Hallo Zusammen,
es findet ja gerad ein toller Austausch hier statt. Darum möchte ich mal ein weiteres, sensibles Thema ansprechen, das mir bei vielen Beiträgen aufgefallen ist.
Viele Angehörige und Co-Abhängige beschreiben hier ihre Wut auf den alkoholabhängigen Partner, daß er alles zerstört hat. Manchmal wird eine Einschränkung angeführt, daß es ja dann doch *nur* der Alk war, nicht die Person.
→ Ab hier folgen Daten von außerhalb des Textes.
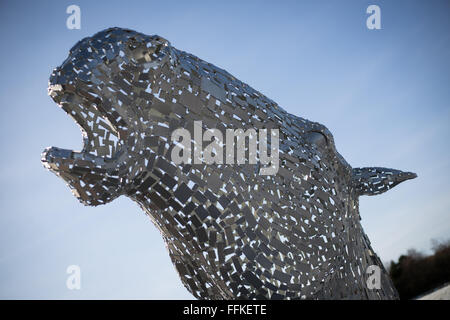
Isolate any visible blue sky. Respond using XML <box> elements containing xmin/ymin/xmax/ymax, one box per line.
<box><xmin>0</xmin><ymin>0</ymin><xmax>450</xmax><ymax>299</ymax></box>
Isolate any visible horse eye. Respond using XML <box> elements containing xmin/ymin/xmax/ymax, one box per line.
<box><xmin>307</xmin><ymin>131</ymin><xmax>328</xmax><ymax>147</ymax></box>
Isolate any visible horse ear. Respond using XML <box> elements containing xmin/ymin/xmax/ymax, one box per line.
<box><xmin>352</xmin><ymin>167</ymin><xmax>417</xmax><ymax>196</ymax></box>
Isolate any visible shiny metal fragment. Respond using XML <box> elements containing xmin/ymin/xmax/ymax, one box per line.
<box><xmin>42</xmin><ymin>28</ymin><xmax>415</xmax><ymax>299</ymax></box>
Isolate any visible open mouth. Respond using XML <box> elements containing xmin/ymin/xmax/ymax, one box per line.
<box><xmin>43</xmin><ymin>84</ymin><xmax>120</xmax><ymax>162</ymax></box>
<box><xmin>41</xmin><ymin>84</ymin><xmax>121</xmax><ymax>204</ymax></box>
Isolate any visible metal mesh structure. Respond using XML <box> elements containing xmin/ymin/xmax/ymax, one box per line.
<box><xmin>42</xmin><ymin>28</ymin><xmax>415</xmax><ymax>299</ymax></box>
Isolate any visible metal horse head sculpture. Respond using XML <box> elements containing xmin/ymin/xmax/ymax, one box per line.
<box><xmin>42</xmin><ymin>28</ymin><xmax>416</xmax><ymax>299</ymax></box>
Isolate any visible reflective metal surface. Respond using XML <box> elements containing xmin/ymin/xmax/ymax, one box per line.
<box><xmin>42</xmin><ymin>28</ymin><xmax>415</xmax><ymax>299</ymax></box>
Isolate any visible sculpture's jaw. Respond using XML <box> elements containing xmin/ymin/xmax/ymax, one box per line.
<box><xmin>41</xmin><ymin>84</ymin><xmax>121</xmax><ymax>205</ymax></box>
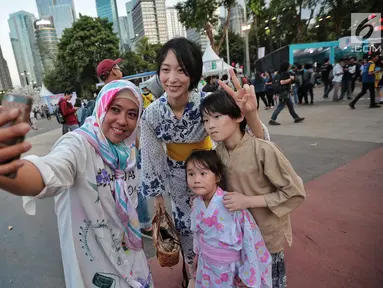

Aber ist dies wirklich so? Ist meine Wut auf den kranken Menschen, der in seiner Sucht steckt, angebracht, gerecht? Wohin sollte sich meine Wut eigentlich richten? Kann es sein, daß meine Wut eigentlich mehr zu mir geht, weil ich es solange ausgehalten habe, weil ich mich eigentlich aufgegeben habe und nicht in der Lage war/bin, meine eigene Unfähigkeit in der Sucht zu erkennen, für mich zu sorgen?
Wut ist ja wichtig,um ein Stück weit loszulassen aber ist es gerecht, dem kranken Partner mit Wut zu begegnen, weil er frendbestimmt handelt, Dinge tut, die er als trockener Mensch vielleicht nicht machen würde? Ist die Wut auf den kranken Partner anfangs *normal*, weil ich es noch nicht anders erkennen kann?
Ich finde es persönlich oftmals sehr ungerecht, wenn mit Attributen:*Der böse Alki, der böse Co usw.* gearbeitet wird, denn wir sind alle lange, lange Zeit fremdgesteuert durch die Welt gelaufen. Aber dies nur mal am Rande.